I have the following code, that works well:
# Dummy function, the real code makes heavy use of ModelingToolkit and DifferentialEquations
function rel_sigma(;λ_nom)
sleep(1)
rand()
end
λ_noms = sort(unique(vcat(7:0.1:9.5, 7.8:0.02:8.2, 7.98:0.005:8.02)))
rel_sigmas = zeros(length(λ_noms))
Threads.@threads for i in eachindex(λ_noms, rel_sigmas)
λ_nom = λ_noms[i]
println("lambda_nom: $λ_nom")
rel_sigma_ = 100 * rel_sigma(λ_nom=λ_nom)
rel_sigmas[i] = rel_sigma_
end
The weak point of multi-threading in my use case is, that I only have a speed gain of a factor of two, even though I have 16 cores, mainly because of the garbage collection.
Now I want to try to use multiple processes.
This works:
using Distributed
@everywhere rel_sigma(λ_nom=8)
But how can I achieve that:
- each worker processes a different input value
- the results are returned to the main process
Any hints welcome!
I have a first code that works for two workers:
function calc()
λ_noms = sort(unique(vcat(7:0.1:9.5)))
rel_sigmas = zeros(length(λ_noms))
a = @spawnat 1 rel_sigma(λ_nom = λ_noms[1])
b = @spawnat 2 rel_sigma(λ_nom = λ_noms[2])
rel_sigmas[1] = fetch(a)
rel_sigmas[2] = fetch(b)
rel_sigmas[1:2]
end
calc()
I will check pmap, thanks for the hint!
This is what I have now:
function calc()
λ_noms = sort(unique(vcat(7:0.1:9.5, 7.3:0.02:7.7, 7.4:0.005:7.6, 7.8:0.02:8.2, 7.98:0.005:8.02)))
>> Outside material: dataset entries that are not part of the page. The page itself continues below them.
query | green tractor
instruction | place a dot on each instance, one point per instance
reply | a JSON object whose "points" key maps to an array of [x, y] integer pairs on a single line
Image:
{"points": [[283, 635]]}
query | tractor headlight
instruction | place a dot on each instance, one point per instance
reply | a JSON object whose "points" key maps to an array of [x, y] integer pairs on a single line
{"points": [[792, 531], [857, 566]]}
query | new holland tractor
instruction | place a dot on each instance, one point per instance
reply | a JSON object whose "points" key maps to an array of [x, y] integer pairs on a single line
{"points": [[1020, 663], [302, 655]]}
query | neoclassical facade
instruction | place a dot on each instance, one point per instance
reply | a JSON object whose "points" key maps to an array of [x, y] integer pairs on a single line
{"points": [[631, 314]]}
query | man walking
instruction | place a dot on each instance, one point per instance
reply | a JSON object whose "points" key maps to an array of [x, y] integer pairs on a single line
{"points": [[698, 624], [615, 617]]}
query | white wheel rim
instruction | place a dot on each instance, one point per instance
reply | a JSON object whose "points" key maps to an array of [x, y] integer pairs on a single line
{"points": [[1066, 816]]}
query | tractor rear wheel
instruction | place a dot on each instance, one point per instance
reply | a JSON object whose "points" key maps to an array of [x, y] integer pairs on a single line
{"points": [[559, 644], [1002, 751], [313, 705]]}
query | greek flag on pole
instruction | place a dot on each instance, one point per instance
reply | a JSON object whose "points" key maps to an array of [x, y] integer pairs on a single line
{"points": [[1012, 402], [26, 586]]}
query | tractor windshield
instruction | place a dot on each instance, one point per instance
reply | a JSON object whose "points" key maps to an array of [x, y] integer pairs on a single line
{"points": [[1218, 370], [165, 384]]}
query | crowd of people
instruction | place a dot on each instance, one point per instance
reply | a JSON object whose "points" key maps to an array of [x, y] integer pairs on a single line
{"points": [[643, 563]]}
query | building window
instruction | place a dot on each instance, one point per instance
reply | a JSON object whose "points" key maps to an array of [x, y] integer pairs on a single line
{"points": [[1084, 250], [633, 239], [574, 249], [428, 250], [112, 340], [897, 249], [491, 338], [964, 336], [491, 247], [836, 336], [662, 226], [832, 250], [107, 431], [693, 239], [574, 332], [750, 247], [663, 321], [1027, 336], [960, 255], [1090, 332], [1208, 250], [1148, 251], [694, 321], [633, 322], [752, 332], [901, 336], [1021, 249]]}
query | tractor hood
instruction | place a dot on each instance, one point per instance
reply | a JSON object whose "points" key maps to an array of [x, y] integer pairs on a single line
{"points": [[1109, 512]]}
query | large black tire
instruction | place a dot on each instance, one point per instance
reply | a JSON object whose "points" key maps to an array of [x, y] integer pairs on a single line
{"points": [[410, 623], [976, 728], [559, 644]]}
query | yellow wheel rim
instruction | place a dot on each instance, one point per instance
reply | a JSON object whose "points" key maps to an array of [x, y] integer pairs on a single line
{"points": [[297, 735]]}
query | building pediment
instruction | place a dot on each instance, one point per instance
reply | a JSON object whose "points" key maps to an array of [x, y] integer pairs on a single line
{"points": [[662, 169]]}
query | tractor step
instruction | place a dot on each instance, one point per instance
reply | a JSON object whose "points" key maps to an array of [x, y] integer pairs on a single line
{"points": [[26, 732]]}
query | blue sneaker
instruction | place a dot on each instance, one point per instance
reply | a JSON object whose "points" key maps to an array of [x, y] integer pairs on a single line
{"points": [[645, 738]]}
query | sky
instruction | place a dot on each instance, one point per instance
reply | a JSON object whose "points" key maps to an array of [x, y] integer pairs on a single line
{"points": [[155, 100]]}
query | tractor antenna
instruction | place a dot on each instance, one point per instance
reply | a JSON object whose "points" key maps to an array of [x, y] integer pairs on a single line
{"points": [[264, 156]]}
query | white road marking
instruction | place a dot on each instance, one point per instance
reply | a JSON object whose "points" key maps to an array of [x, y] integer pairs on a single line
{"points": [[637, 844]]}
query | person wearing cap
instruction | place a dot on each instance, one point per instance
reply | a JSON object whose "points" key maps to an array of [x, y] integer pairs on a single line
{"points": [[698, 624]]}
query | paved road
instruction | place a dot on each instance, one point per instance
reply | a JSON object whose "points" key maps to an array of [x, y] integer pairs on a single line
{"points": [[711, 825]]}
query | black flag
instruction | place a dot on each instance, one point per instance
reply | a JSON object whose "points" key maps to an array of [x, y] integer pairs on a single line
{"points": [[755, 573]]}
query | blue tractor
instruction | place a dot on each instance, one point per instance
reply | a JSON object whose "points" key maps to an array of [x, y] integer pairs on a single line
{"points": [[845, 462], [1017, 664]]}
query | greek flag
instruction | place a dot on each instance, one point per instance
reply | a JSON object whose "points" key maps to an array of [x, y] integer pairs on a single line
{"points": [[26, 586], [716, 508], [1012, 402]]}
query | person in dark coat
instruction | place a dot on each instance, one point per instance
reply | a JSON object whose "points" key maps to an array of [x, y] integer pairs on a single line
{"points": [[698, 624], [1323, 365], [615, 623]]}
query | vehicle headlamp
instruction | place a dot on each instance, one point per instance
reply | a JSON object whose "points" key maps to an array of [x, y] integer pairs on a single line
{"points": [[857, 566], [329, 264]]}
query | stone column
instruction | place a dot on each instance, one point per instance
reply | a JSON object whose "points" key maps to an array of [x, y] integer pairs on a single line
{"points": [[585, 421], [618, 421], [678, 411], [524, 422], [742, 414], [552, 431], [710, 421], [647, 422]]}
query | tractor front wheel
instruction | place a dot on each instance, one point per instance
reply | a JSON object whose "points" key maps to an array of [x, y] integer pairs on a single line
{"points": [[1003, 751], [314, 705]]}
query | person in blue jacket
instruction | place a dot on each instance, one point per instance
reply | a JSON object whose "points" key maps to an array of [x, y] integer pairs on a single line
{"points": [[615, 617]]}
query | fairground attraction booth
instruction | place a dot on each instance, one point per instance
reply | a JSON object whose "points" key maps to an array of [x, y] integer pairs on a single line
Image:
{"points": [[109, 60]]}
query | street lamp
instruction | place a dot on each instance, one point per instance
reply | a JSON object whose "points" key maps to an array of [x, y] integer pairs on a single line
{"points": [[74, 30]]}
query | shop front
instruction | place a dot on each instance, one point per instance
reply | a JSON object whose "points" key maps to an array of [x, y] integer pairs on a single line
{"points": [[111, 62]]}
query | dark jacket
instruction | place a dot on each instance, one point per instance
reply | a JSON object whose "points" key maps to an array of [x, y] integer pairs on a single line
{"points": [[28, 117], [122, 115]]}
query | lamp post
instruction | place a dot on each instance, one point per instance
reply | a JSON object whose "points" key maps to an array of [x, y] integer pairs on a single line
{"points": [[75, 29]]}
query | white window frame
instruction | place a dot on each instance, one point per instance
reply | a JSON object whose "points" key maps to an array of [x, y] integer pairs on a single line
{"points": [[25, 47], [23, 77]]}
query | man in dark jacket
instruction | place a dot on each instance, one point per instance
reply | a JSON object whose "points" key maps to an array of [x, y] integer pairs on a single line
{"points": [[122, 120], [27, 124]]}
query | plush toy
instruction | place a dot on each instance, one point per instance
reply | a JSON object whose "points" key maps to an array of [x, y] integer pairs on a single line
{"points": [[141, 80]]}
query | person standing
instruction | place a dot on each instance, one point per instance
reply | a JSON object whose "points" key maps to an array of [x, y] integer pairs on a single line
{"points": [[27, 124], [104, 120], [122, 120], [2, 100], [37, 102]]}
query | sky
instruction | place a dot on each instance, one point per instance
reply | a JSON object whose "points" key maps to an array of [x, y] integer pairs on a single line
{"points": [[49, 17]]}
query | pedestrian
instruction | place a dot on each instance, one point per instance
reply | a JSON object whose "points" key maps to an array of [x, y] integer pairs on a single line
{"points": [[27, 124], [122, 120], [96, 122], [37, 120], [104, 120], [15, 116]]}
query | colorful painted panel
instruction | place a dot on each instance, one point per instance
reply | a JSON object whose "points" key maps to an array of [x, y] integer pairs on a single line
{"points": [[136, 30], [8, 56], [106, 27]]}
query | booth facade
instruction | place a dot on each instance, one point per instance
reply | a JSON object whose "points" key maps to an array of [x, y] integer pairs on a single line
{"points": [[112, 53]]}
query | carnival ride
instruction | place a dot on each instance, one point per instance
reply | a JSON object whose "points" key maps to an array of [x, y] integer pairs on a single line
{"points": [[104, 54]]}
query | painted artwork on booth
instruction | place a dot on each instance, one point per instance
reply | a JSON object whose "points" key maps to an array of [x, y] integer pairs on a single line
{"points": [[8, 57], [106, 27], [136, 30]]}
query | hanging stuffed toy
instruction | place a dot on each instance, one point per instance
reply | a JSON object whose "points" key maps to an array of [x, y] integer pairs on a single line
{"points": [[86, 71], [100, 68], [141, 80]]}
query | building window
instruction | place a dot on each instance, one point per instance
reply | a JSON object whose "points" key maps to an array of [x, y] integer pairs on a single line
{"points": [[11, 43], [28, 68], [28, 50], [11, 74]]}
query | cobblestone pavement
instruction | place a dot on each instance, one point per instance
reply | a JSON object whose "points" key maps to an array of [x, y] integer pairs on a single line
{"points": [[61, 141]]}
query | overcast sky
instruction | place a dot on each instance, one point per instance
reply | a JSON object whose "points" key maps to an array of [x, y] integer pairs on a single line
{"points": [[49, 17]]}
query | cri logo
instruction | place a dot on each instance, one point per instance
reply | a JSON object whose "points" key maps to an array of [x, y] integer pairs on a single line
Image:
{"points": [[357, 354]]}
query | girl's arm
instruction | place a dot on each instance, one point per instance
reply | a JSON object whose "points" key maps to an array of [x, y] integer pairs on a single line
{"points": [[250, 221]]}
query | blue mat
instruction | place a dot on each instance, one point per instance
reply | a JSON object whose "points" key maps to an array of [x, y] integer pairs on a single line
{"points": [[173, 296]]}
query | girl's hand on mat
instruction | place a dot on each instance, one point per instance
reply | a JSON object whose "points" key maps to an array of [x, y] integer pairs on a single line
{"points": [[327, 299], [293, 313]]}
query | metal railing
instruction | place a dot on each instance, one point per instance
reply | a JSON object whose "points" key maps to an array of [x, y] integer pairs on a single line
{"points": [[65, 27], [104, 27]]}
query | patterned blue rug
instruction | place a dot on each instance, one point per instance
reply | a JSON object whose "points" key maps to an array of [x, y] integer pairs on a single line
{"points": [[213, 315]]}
rel_sigmas = zeros(length(λ_noms))
m = length(λ_noms)
n = length(workers())
for j in 0:div(m,n)
procs = Future[]
for (i, worker) in pairs(workers())
λ_nom = λ_noms[i+n*j]
proc = @spawnat worker rel_sigma(λ_nom = λ_nom)
push!(procs, proc)
if i+n*j == m
break
end
end
for (i, proc) in pairs(procs)
rel_sigmas[i+n*j] = fetch(proc)
if i+n*j == m
break
end
end
end
λ_noms, rel_sigmas
end
You could replace @spawnat worker ...
here with Dagger.@spawn ...
if you wanted to use Dagger.jl for multithreading and distributed computing simultaneously. You’d also need to change to procs = Dagger.EagerThunk[]
(or just Any
type it) to match Dagger.@spawn
’s return type.
Indeed, pmap does the job fine:
@everywhere function rel_sigma1(λ_nom)
rel_sigma(λ_nom = λ_nom)
end
function calc_rel_sigmas(λ_noms)
pmap(rel_sigma1, λ_noms)
end
λ_noms = sort(unique(vcat(7:0.1:9.5)))
rel_sigmas = calc_rel_sigmas(λ_noms)
Findings so far:
- using threads I achieve a speed-up by a factor of two
- using pmap I achieve a speed-up by a factor of 5.5
On a machine with 16 cores, where in theory a speed-up of 13.1 should be possible. 13 and not 16 because the cpu frequency with all cores active drops from 5.5 GHz to 4.5 GHz.
This is already quite nice. I think that I cannot achieve a higher speedup is mainly due to the limited CPU cache size.
Other finding: I had to add the lines to the function rel_sigma
# do a garbage collection if less than 6GB free RAM
if Sys.free_memory()/2^30 < 6.0
GC.gc()
end
to avoid an out-of-memory error. There seams to be a bug in the garbage collector that it does not work correctly when you run many processes in parallel.
5 Likes
I noticed large memory use in parallel workloads and have been trying to work out what was causing it.
I suspected the garbage collector but good to know someone else has come to the same/similar conclusion!